Taxation Provisions and Important Changes to Farm Management Deposits Legislation
The Australian Taxation Office (ATO) administers (and interprets) Farm Management Deposit (FMD) tax provisions. For more information call the ATO’s business enquiry line 13 28 66 or visit the ATO website.
Important changes to farm management deposits legislation
Budget 2011-12 changes to the FMD Scheme
- Primary producers who have accessed natural disaster assistance can draw down on their FMD within 12 months of making a deposit [more information on eligibility requirements].
- Primary producers can hold FMDs with more than one Authorised Deposit-taking Institution (ADI), allowing them to shop around for the best return.

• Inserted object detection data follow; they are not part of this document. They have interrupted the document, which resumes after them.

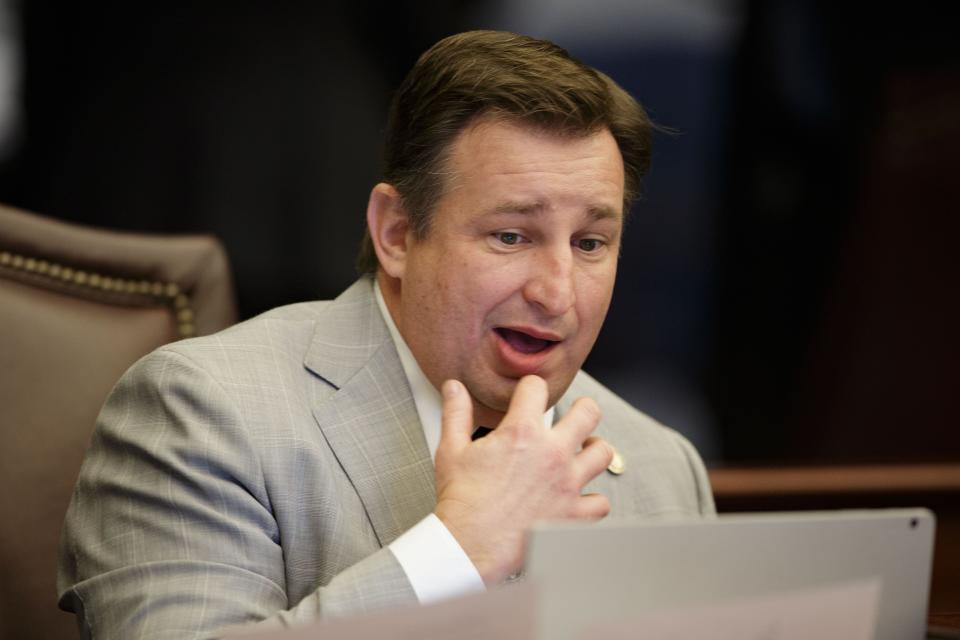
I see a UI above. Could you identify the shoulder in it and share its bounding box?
[564,371,714,516]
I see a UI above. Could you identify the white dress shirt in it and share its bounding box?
[373,281,554,604]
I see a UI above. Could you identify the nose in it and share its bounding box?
[523,246,576,316]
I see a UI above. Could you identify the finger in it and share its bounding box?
[572,493,610,520]
[573,436,613,487]
[501,376,549,425]
[437,380,473,450]
[553,398,601,451]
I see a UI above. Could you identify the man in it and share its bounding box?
[59,32,713,638]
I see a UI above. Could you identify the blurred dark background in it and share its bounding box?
[0,0,960,465]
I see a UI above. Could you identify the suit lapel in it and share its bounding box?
[304,278,436,545]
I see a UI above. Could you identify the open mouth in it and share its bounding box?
[495,327,558,353]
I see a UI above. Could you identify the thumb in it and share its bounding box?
[437,380,473,451]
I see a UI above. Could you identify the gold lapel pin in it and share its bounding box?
[607,445,627,476]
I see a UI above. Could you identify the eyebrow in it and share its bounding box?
[491,200,622,220]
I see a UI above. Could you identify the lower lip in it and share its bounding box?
[493,331,560,377]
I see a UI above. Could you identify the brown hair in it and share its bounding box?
[357,31,653,273]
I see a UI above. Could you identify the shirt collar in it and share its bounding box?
[373,278,555,459]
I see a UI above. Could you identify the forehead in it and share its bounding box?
[438,117,624,216]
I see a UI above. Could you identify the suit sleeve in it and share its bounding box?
[58,350,416,639]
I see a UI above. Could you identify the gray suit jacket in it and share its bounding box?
[58,279,713,640]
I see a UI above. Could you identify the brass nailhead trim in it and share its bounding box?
[0,251,196,338]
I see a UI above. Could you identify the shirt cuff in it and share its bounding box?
[388,513,486,604]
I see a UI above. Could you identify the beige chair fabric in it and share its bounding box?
[0,206,236,638]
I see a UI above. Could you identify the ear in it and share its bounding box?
[367,182,410,278]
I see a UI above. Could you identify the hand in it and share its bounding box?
[435,376,613,586]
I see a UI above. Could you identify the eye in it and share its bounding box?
[575,238,604,253]
[493,231,523,245]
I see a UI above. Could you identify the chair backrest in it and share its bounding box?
[0,206,236,638]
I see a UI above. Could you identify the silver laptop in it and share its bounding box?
[526,509,935,640]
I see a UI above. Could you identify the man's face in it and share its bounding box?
[396,119,624,426]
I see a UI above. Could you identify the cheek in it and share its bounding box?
[577,268,616,332]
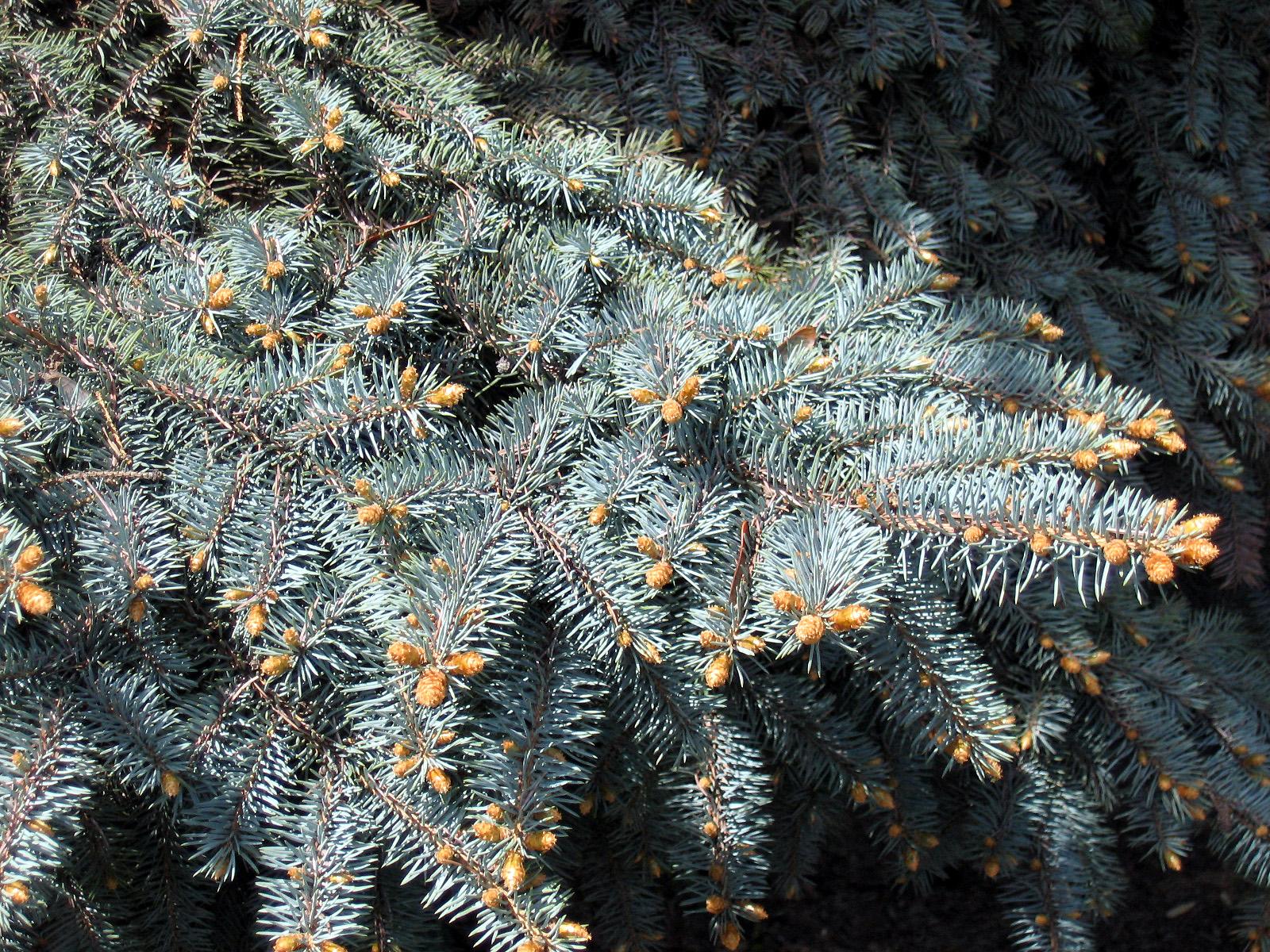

- From 1 July 2012, ADI’s will be required to submit reports to DAFF, detailing the deposits they hold each month, no later than 10 days after the end of that month.
- From 1 July 2012, ADIs will not have to report and forward to the Treasurer details of any FMD accounts which have not had activity (deposits or withdrawals) for seven years, unless the ADI has been unable to contact the FMD owner about those deposits after making reasonable efforts. The purpose of this change is to ensure that FMD holders do not risk losing their deposits under unclaimed moneys provisions applied to the majority of bank accounts. This change will apply to statements to be delivered after 31 December 2012.
Eligibility requirements for withdrawal within 12 months for primary producers affected by natural disasters
As announced in the 2011-12 Budget, eligible primary producers affected by natural disasters can withdraw their FMDs within the first 12 months of deposit without losing their taxation benefits if they are currently accessing, or have accessed, a primary producer Category C recovery assistance. Visit the Australian Government Disaster Assist website for more information on assistance available following natural disasters and to check the status of your Local Government Area.
To be eligible, primary producers must:
- On or after 1 July 2010, be affected by certain natural disasters and have received assistance through an NDRRA primary producer Category C measure recovery grant.
- Have deposited the funds into an FMD account prior to accessing the primary producer Category C measure recovery grant.
- Withdraw the funds from the FMD account after accessing the primary producer Category C measure recovery grant. The amount of the withdrawal is taxable income in the income year in which the withdrawal is made.